Tal vez los padres de la Europa rica creen que no hay motivo para preocuparse, y tal vez tengan razón. Nuestro continente va camino de llegar a la utopía del mundo feliz que describió Huxley; un mundo en el que todos trabajarán contentos para los amos. En el nuestro, las personas ni siquiera necesitarán pastillas y sexo para ser felices, como en el de la novela. Gracias a la tecnología, nuestros hijos ya tienen la panacea que les aísla y les aislará, cada vez con más alta definición, de la infelicidad de su entorno y de la infelicidad de su propio interior. Si el mundo se transforma en un lugar insoportable, nuestros hijos podrán escapar del mundo real, siempre que lo deseen, a través de las pantallas de sus televisores, de sus tabletas, de sus móviles. ¿Para qué nos tenemos que preocupar?

En cuanto al desgobierno de España, es asunto de políticos. La televisión está llena de programas divertidos, de series interesantes, de emocionantes deportes; el móvil está cargado de música y de chats. Quien no se distrae de tanta tragedia es porque no quiere. ¿Nos indignan los políticos europeos por lo que están haciendo con los refugiados? Pensemos que no hacen otra cosa que garantizar que nadie venga a disputarnos nuestra comida y nuestras pantallas. ¿Nos indignan los políticos españoles y nos da una pereza invencible escuchar sus ofertas y leer sus programas electorales? Pues nada; si nos convocan a nuevas elecciones, lo mejor que podemos hacer para evitarnos agobios es votar por colores. Total, el resultado no será muy diferente al que se obtiene si nos ponemos a pensar en siglas o en nombres. Las encuestas dicen que todo se quedará más o menos igual.

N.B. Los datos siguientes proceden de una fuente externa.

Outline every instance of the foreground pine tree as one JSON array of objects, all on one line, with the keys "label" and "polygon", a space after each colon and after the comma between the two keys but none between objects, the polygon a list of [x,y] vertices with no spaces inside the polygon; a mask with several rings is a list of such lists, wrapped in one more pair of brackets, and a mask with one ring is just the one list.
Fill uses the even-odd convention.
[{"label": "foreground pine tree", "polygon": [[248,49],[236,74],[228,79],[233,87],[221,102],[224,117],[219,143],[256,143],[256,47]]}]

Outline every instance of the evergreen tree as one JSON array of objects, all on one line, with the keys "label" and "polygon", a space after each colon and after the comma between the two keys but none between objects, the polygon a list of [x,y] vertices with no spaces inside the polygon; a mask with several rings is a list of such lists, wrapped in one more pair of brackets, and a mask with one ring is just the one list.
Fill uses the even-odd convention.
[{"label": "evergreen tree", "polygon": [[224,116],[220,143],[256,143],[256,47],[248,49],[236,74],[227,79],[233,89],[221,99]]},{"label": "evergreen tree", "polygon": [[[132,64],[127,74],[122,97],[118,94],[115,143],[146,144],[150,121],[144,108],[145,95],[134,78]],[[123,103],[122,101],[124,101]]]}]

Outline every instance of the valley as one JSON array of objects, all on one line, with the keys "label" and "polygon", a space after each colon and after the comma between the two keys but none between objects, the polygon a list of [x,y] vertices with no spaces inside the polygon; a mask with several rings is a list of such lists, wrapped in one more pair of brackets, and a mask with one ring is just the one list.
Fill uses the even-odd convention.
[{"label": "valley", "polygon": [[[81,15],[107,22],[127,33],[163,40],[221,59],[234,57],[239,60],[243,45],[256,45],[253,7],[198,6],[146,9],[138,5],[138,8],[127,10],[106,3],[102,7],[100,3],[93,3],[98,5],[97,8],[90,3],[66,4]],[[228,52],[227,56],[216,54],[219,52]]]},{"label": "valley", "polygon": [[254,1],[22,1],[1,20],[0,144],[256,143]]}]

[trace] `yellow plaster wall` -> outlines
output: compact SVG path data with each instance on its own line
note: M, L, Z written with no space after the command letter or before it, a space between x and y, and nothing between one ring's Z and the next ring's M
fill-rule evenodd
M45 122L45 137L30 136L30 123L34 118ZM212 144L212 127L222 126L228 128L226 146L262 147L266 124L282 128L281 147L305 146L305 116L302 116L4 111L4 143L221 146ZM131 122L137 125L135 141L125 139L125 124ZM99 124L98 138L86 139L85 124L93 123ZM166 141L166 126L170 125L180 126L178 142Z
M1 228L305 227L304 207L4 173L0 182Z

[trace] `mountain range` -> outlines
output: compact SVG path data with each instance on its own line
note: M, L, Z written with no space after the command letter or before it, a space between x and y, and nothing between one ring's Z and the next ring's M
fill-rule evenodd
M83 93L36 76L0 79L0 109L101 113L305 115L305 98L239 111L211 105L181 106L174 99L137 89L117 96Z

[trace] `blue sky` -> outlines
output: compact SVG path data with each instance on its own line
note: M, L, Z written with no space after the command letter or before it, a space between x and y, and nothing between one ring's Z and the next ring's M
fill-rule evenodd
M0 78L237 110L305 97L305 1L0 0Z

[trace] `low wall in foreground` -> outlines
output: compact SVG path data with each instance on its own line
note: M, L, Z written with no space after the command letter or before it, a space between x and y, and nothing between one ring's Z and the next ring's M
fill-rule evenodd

Así que no nos agobiemos preguntándonos qué podemos hacer por nuestro país. Eso lo dijo a los americanos un presidente que hablaba muy bien. Pero lo hizo en una época en que no había ni Internet ni whatsapp. El mundo ha cambiado muchísimo. Ante las urnas, hoy basta preguntarnos cuál es nuestro color favorito. ¿Para qué vamos a calentarnos más la cabeza?